De plus, il y a une dimension complètement occultée par son message : si la planète comptait quatre milliards d’habitants et non pas huit, personne ne parlerait de réchauffement planétaire. Si on voulait être cynique, on pourrait évoquer l’hypothèse qu’une pandémie mondiale comme l’épidémie de peste qui extermina un tiers de la population européenne entre 1347 et 1352 rendrait la question obsolète ! Certains écologistes radicaux rêvent d’ailleurs d’une réduction de la population mondiale par le terrorisme ou la science s’il le faut.

En outre, il est facile de faire le choix de ne plus prendre l’avion quand on est suédois ou européen : les transports terrestres et maritimes y sont si bien développés. Par contre, si on est américain, océanien, africain ou asiatique, c’est une autre paire de manches.

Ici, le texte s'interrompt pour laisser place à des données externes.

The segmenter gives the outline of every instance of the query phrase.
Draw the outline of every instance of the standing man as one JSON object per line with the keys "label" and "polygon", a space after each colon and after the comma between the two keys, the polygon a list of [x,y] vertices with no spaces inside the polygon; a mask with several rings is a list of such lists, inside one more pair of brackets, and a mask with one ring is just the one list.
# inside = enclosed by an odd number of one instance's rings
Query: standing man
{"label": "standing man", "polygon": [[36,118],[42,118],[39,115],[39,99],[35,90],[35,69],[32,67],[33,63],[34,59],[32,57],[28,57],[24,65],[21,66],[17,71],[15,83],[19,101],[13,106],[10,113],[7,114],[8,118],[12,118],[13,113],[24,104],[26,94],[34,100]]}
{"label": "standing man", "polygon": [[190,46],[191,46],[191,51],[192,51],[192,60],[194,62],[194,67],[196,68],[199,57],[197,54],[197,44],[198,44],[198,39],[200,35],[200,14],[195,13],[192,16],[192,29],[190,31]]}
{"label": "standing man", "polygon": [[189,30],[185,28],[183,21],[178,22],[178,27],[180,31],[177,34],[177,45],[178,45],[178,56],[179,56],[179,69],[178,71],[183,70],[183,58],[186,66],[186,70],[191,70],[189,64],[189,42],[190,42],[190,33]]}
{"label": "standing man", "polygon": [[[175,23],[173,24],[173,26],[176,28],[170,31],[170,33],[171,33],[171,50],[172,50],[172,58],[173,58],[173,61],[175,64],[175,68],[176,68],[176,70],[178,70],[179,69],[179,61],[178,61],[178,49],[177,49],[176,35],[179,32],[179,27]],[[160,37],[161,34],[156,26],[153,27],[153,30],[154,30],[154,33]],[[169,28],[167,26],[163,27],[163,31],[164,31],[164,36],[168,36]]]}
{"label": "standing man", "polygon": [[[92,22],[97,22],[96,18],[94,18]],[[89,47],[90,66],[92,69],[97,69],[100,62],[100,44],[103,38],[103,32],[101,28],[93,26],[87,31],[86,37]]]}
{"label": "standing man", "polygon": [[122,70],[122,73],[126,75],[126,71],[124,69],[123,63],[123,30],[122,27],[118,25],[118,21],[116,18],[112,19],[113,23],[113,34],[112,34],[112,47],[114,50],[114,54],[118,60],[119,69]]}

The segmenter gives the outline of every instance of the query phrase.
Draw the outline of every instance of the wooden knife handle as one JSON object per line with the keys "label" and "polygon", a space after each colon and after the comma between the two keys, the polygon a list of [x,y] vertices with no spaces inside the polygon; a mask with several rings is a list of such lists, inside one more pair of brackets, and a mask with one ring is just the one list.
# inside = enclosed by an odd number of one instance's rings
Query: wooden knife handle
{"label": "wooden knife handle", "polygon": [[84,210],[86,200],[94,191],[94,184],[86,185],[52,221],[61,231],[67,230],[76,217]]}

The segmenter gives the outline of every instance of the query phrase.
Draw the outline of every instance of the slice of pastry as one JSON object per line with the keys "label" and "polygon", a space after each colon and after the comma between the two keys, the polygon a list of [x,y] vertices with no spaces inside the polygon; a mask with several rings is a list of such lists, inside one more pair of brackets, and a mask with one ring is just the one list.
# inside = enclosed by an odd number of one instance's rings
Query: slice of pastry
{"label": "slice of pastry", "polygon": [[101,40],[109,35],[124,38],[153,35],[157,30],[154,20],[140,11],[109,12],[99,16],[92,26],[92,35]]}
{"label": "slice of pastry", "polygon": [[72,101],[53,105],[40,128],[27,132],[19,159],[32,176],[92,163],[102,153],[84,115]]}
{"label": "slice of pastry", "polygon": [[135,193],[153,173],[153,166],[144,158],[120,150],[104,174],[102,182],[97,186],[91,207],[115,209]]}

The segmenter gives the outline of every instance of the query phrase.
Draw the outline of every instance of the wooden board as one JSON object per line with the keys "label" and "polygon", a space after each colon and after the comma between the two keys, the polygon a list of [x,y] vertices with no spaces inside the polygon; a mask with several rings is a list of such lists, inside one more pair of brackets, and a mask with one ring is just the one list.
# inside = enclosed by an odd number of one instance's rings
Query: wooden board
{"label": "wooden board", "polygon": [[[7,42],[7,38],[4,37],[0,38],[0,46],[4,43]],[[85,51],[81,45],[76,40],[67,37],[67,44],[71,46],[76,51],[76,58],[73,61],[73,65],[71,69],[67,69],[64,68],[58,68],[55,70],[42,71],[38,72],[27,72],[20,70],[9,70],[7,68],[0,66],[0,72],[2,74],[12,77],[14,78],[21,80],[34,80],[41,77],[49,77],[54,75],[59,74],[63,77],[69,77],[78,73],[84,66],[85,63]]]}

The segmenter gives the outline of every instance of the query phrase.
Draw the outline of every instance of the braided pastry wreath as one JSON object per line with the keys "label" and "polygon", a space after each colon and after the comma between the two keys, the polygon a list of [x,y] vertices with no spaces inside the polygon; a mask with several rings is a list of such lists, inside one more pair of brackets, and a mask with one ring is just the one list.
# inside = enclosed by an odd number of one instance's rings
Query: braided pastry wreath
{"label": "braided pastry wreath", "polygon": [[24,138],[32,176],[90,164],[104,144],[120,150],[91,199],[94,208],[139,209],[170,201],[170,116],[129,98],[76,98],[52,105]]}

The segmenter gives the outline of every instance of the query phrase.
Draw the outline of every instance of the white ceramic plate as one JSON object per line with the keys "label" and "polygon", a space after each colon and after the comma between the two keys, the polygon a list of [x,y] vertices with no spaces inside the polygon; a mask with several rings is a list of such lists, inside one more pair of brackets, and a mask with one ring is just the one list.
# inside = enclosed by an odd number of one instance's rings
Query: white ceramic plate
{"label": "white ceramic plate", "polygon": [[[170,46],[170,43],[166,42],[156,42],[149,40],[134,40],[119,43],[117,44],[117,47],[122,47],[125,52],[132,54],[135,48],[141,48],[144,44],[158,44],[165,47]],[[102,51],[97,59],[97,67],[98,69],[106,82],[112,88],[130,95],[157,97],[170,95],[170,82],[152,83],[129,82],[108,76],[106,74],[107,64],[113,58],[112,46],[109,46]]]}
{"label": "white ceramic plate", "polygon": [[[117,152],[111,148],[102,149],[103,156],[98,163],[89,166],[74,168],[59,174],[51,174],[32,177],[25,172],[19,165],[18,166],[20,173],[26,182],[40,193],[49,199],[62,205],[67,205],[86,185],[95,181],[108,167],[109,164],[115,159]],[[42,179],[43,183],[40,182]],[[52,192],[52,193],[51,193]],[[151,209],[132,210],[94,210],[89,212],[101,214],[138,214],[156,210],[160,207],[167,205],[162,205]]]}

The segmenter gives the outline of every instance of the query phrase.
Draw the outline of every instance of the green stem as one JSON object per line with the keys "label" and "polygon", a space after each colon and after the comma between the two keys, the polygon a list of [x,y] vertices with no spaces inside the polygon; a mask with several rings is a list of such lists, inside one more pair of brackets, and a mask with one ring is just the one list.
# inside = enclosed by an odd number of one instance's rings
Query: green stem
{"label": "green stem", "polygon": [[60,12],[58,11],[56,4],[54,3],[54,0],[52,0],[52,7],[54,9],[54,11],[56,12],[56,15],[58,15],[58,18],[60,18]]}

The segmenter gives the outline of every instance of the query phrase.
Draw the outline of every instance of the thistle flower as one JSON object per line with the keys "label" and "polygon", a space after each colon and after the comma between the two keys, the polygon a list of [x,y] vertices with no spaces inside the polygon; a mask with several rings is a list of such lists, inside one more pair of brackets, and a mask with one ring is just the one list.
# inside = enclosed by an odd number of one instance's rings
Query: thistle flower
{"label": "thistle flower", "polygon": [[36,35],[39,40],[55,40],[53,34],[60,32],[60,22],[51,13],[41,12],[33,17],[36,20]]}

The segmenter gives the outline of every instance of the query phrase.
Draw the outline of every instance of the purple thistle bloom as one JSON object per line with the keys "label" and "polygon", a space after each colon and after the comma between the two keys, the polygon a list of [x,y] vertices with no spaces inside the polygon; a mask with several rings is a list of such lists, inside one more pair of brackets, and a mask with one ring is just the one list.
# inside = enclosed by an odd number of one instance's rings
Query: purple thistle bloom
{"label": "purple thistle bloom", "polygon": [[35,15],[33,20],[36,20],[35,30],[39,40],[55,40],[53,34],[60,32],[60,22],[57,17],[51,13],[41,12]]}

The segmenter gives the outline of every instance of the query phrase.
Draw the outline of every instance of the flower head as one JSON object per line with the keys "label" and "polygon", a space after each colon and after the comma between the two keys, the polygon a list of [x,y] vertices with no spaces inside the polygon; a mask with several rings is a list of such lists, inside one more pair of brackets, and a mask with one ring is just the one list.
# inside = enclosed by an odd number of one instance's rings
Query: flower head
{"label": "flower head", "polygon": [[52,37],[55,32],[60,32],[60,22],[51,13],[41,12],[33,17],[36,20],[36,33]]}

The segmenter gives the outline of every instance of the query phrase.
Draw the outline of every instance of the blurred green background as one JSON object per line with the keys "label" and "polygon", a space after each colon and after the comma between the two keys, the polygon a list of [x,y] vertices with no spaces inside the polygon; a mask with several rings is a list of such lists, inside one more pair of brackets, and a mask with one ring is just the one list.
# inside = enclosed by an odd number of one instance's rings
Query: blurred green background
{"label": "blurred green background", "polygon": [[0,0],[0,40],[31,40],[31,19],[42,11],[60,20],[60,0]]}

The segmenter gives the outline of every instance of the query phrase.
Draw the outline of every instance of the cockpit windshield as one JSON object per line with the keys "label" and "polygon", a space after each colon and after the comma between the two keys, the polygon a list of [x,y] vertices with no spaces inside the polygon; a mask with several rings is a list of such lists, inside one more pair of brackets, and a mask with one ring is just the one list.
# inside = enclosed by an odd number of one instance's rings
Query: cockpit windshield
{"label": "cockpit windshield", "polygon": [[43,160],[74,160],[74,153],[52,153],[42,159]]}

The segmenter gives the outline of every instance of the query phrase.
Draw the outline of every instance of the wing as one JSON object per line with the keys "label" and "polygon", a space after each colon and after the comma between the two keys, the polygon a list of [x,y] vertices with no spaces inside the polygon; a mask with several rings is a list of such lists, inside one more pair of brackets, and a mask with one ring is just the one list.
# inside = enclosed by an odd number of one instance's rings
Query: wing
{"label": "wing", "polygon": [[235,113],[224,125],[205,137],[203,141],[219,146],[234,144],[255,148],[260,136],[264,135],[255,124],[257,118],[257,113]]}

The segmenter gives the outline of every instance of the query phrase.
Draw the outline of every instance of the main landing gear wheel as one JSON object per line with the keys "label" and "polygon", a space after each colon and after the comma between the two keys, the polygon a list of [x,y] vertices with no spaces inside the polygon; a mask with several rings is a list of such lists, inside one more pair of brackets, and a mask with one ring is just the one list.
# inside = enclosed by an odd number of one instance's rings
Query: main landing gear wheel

De plus, il est faux de laisser entendre comme vous le faites que les transporteurs aériens ne font rien pour réduire leur empreinte écologique. Tous les constructeurs travaillent à la mise au point de modèles qui consomment moins et les transporteurs sont ravis de les acheter et de les utiliser. Le problème n’est de toute évidence pas là !

Enfin, les critiques de Mme Thunberg ne sont pas tous des dinosaures machos et déjantés. Je me méfie beaucoup plus de ceux qui avalent ses propos intégralement et qui la canonisent.